We formulate a statistical-mechanical description of a recently introduced random planting model in which plants are represented by growing hard disks. Seedlings of negligible size are introduced at random positions in a field, grow at a prescribed rate, and are harvested upon reaching a fixed maturity diameter. Planting attempts that would lead to an overlap at any time during growth are rejected. Starting from an empty field, this simple dynamical rule drives the system to a nonequilibrium steady state in which the mean planting and harvesting rates coincide. We show that the steady state can be mapped onto a nonadditive polydisperse hard-disk fluid and exploit this mapping to develop analytical predictions based on a low-density virial expansion and on scaled particle theory. The resulting description yields an effective adsorption isotherm for the steady-state plant density as a function of the planting rate and compares favorably with numerical simulations over a wide range of parameters. At large planting rates, the density approaches the optimal value achieved by desynchronized regular planting, and the data are consistent with an algebraic approach to this limit with an exponent close to 1/3. Beyond density and yield, we show that the spatial organization of the field at high planting rates exhibits clear signatures of the same underlying geometric constraints that characterize optimal desynchronized planting. This connection is revealed through both the conventional radial distribution function and a radius-resolved pair correlation g(z,r) which highlights strong size correlations associated with parent-child seeding events and whose structure can be interpreted as a dynamically broadened precursor of the corresponding ideal mixe--size lattice. Finally, we extend the theory to sigmoidal growth laws and compute the associated virial coefficient.

Figures (10)

• Figure 1: Left: Spacetime diagram of the random planting model. The older plant (left) was planted at $t_{p1}$ and will harvested at $t=t_{p1}+\tau$. In order to avoid overlap the younger plant must be placed at a distance of at least $d_{\rm min}=\sigma-| s_2-s_1|$. Middle: Optimum planting configuration for linear growth that is obtained for a desynchronisation factor of $\Delta t/\tau=1/2$. The density is $\rho_{\rm max}\sigma^{2}=64/(27\sqrt{3})\approx 1.3685$. The spacetime representation shows three consecutive layers; Right: overhead view of the field at time $t=\tau/2$. The plants in the first layer (green) have reached maturity and are about to be harvested, while the second layer plants (blue) are half way to maturity ($s=\sigma/4$).

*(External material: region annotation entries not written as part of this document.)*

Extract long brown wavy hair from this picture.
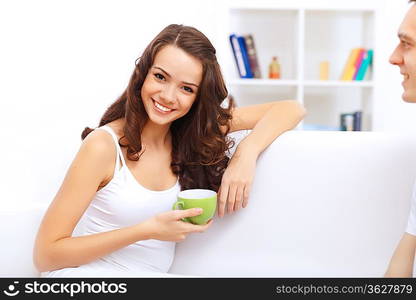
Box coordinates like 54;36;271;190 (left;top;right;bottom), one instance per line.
81;24;234;191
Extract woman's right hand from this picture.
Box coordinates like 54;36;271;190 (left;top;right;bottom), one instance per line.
143;208;212;242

• Figure 2: Configuration of plants in the steady state for $L/\sigma = 8$ and $k_p=10$. Left: plant disks only. Right: same configuration showing the exclusion circles (light gray) associated with each plant and the instantaneous available surface (blue) into which a new seedling can be inserted without causing future overlaps.

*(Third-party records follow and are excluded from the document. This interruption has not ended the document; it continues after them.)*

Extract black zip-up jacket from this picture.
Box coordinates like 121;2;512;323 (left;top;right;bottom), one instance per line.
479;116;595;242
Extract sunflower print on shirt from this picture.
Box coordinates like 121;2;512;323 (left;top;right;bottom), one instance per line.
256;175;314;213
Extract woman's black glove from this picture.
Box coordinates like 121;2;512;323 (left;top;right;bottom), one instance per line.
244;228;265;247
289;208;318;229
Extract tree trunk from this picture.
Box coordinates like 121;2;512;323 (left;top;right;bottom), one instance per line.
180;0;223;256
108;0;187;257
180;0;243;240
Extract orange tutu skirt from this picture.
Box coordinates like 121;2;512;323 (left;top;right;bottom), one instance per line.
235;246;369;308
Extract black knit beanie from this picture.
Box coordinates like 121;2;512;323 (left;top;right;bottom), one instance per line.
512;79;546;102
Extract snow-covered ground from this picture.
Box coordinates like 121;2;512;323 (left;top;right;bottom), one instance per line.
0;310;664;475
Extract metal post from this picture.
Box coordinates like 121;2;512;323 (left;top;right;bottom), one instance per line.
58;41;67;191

• Figure 3: Transient evolution of the plant density $\rho(t)$ from an initially empty field for planting rates $k_p=1,10,100,500$ (bottom to top). Time is measured in units of the plant lifetime $\tau$. The dashed horizontal line marks the theoretical upper bound $\rho_{\max}=64/(27\sqrt{3})$.

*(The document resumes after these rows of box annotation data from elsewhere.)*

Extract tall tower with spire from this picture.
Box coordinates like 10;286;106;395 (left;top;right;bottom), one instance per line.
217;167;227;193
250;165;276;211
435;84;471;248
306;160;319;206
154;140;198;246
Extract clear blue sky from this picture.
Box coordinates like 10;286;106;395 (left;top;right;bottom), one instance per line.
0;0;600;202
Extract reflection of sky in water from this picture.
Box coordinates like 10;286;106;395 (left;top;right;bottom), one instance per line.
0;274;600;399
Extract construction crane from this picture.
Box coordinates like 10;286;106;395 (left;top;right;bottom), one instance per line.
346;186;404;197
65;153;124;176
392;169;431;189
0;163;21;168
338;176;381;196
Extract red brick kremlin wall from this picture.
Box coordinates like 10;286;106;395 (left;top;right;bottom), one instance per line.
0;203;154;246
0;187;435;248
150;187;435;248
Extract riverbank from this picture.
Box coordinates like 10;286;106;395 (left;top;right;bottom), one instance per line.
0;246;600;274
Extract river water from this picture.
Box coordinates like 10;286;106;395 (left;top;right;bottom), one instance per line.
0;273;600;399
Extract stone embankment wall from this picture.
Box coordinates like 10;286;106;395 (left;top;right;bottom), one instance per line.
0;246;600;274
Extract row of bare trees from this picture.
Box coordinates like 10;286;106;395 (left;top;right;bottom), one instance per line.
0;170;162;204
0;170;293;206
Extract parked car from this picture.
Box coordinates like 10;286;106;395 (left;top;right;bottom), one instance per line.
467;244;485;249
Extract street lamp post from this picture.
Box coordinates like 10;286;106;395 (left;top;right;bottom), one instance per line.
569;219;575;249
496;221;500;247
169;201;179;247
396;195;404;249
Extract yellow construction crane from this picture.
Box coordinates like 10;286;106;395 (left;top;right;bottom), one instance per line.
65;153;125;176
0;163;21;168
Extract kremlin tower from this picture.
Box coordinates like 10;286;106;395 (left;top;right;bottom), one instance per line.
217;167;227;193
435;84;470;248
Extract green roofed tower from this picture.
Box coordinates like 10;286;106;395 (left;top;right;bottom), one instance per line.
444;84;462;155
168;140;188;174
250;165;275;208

• Figure 4: Snapshots of the field morphology for $k_p=500$ at different times, illustrating the transient dynamics. Colors distinguish young plants (red), intermediate ages (green) and nearly mature plants (brown).
• Figure 5: Steady--state density $\rho$ as a function of the planting rate $k_p$ for $L/\sigma=20$. Points: simulation data. Dashed line: low--density prediction \ref{['eq:rho-low-density']}. Solid lines: SPT--based models described in Sec. \ref{['subsec:SPT']}.